One cannot have a result for the product of a distribution with an $L^1$ function. For example if $T$ is the distribution induced by the $L^1$ function $\mathbf 1_A/\sqrt{|x|}$, where $\mathbf 1_A$ is an indicator of a bounded open set containing 0, then note that what is essentially $T^2$, $(\mathbf 1_A/\sqrt{|x|}) T$ is not a distribution (if one tries to follow the usual definition of a product for distributions).

In your particular case, writing $g:=g_{a,b}$ for legibility reasons, we have the expression for $g$, $$g=g_1g_2, \quad g_1(t) = \cos(2π bt) , \quad g_2(t) = \mathbf1_{t\in[-a,a]}, $$which is a product of $g_2\in L^2\subset \mathcal S'$ with $g_1\in C^\infty$ and hence as distributions, $$ \hat g = \hat {g_1}*\hat{g_2} = (\delta_b+\delta_{-b}) * \operatorname{sinc}(2π ax) $$ which gives your result. With a little bit more care, the above line is because: \begin{align} \langle \hat g , \phi\rangle &= \langle g_1g_2 , \hat {\phi}\rangle \quad\text{definition of F.T.}\\ &= \langle g_2 , g_1\hat \phi\rangle \quad\text{definition of product by $C^\infty$}\\ &= \langle g_2 , (\overset{\vee}{g_1} * \phi)^\wedge \rangle \quad\text{property of F.T.}\\ &= \langle \hat {g_2} , \overset{\vee}{g_1} * \phi \rangle \quad\text{definition of F.T.} \\ &= \langle \hat{g_2} * \hat{g_1},\phi\rangle \quad\text{definition of a convolution of a distribution} \end{align} For the last line, see for example this MSE link.

Answer 2

There's no general theorem about the Fourier transform of the product of an $L^1$ function and a tempered distribution, simply because in that generality the product need not exist.
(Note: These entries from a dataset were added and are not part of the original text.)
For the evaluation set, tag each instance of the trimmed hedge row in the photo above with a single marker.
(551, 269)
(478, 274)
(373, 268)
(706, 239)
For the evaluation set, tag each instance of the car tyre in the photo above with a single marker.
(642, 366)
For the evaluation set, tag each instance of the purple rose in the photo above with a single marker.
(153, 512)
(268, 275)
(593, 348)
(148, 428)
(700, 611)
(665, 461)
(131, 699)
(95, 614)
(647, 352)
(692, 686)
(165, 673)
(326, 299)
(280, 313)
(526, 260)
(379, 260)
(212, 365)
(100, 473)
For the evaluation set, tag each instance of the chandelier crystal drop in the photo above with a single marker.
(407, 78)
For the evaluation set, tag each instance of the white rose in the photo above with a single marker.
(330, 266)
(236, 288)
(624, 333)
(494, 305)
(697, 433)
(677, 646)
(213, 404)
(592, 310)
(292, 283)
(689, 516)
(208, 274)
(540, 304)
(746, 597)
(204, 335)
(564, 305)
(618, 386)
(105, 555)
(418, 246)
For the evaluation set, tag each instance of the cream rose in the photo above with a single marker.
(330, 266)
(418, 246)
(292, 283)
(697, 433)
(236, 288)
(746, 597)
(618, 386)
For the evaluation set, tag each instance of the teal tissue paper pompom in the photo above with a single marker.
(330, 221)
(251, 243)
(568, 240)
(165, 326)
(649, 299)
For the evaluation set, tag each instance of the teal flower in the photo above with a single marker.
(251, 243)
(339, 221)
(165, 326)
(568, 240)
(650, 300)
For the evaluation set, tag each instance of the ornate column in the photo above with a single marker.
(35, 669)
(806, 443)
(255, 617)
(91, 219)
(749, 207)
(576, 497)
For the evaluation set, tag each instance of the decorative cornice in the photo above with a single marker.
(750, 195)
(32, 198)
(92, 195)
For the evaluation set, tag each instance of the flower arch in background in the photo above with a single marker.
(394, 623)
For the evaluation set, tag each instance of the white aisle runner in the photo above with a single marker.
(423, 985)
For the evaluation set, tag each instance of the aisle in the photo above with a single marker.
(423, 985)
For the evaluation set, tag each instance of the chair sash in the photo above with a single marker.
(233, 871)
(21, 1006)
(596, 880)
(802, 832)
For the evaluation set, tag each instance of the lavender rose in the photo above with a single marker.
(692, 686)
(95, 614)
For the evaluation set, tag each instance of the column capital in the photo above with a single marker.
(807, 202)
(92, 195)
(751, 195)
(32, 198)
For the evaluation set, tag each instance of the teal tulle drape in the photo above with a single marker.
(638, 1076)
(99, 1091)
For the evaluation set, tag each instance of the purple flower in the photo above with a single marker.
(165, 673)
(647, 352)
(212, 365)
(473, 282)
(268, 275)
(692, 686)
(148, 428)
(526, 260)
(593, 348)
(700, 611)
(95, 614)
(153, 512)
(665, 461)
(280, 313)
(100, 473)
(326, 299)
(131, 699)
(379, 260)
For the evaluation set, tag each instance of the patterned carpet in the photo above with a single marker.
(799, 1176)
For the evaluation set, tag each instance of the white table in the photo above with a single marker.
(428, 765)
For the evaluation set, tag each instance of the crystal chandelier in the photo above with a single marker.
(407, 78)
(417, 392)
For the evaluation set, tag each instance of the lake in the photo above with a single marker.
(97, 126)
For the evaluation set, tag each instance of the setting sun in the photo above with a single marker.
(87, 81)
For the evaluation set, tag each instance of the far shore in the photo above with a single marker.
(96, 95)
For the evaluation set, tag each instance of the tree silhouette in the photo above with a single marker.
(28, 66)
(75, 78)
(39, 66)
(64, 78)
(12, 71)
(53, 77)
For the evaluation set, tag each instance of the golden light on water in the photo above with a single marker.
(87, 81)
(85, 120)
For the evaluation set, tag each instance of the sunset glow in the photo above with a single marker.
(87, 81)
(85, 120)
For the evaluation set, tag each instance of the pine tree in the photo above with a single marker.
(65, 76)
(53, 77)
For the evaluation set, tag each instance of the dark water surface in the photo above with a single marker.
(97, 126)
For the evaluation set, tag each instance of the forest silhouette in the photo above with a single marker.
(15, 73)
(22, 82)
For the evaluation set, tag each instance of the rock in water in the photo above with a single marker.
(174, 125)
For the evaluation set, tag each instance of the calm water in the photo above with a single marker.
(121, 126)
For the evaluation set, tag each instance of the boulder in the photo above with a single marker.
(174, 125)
Why not? Look at the definition. Suppose $u$ is a tempered distribution and $f$ is a smotth function such that $f$ and every derivative of $f$ has polynomial growth. The tempered distribution $fu$ is defined by its action on Schwartz functions: $$(fu)(\phi)=u(f\phi)\quad(\phi\in \mathcal S).$$But if we assume just $f\in L^1$ then $fu$ need not be a Schwartz function, in which case there's simply no such thing as $u(f\phi)$.

Answer 3

You are really looking at the product $f=gh$ of a tempered distribution (your function $g\in L^1$) and a band-limited distribution ($h(t)=\cos(2\pi bt)$) whose Fourier transform $\hat{f} = \hat{g} \ast \hat{h}$ is the convolution of the two Fourier transforms :

Since $\hat{h}$ is a compactly supported distribution then for any $\varphi \in C^\infty_c$, $\hat{h} \ast \varphi \in C^\infty_c$ thus the distribution $\hat{g} \ast \hat{h}$ is well-defined by $$\langle \hat{g} \ast \hat{h}, \varphi \rangle =\langle \hat{g} ,\hat{h} \ast \varphi \rangle$$

For the same reason, $\hat{h}$ compactly supported implies $h(x) = \langle \hat{h},e^{2i \pi \xi x}\rangle\in C^\infty$, so that $\langle f, \varphi \rangle =\langle g,h \varphi \rangle$

Can you show $\langle \hat{h} ,\hat{g} \ast \varphi \rangle$ is well-defined too ? Do you think the convolution commutative, ie. $\hat{h} \ast\hat{g}= \hat{g} \ast\hat{h}$ ?